Thomas went out of his way to make his family laugh. He and his siblings, James, 14, and Jillian, 10, enjoyed spending time together, their grandfather said.
Thomas loved nature, Vidal said. An artist, Vidal taught him to look closely at the world. She didn’t realize how deeply Thomas internalized her message until he was older.
“He did really look at things — even a worm or a caterpillar or a frog,” she said. “He listened, he saw, he observed, he learned. He taught us all.”
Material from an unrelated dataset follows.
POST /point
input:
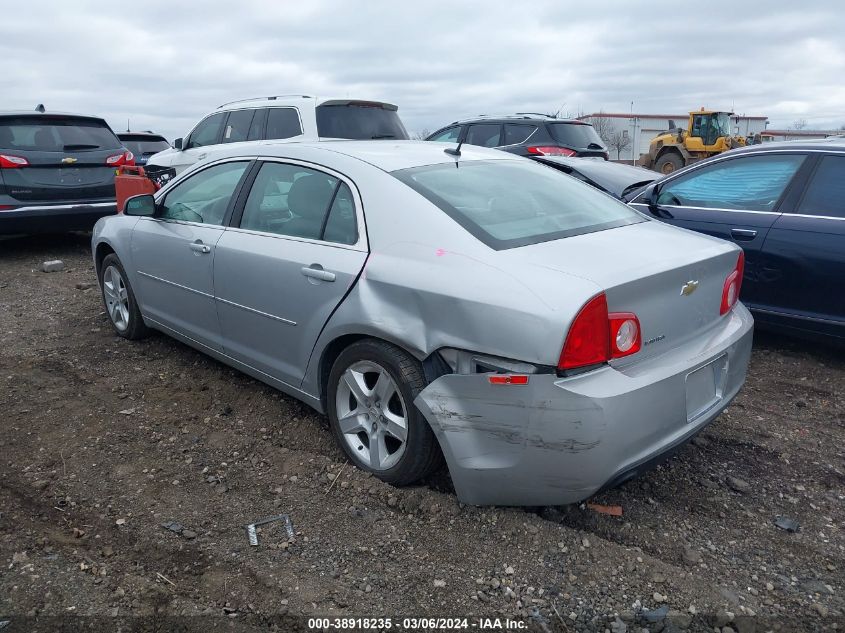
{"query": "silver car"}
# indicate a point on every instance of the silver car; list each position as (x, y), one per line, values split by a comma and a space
(461, 303)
Thomas spent time climbing trees and watching sunsets and showed a “passion” for animals, his family said, including his cat Snowflake. He also enjoyed fishing and cooking, and often made omelets for his family, said his uncle, Justin Scully, 47, of Port Jefferson Station.
Thomas even had his own omelet station, where he whipped up his specialty — a variation on the Spanish omelet — for anyone willing to eat one, his grandfather said.
Thomas was like any other active 12-year-old, Justin Scully said.
“He loved baseball and being with his cousins and being with his family,” his uncle said.
Thomas played for a local baseball team and practiced jujitsu. When his illness made it hard to move around, he enjoyed rides in his golf cart, James Scully said.
Doctors diagnosed the illness in Thomas in 2012. But even extensive treatments and surgeries couldn’t extinguish his resilience.
“The doctors that were treating him gathered together with him and asked him, ‘How are you doing?’ ” James Scully said. “Thomas responded, almost shouting at them: ‘Look at me! I feel great!’ ”
A wake was held Sunday and Monday at Branch Funeral Home in Miller Place. His funeral was Tuesday at Greek Orthodox Church of the Assumption in Port Jefferson, followed by interment at Cedar Hill Cemetery in Port Jefferson.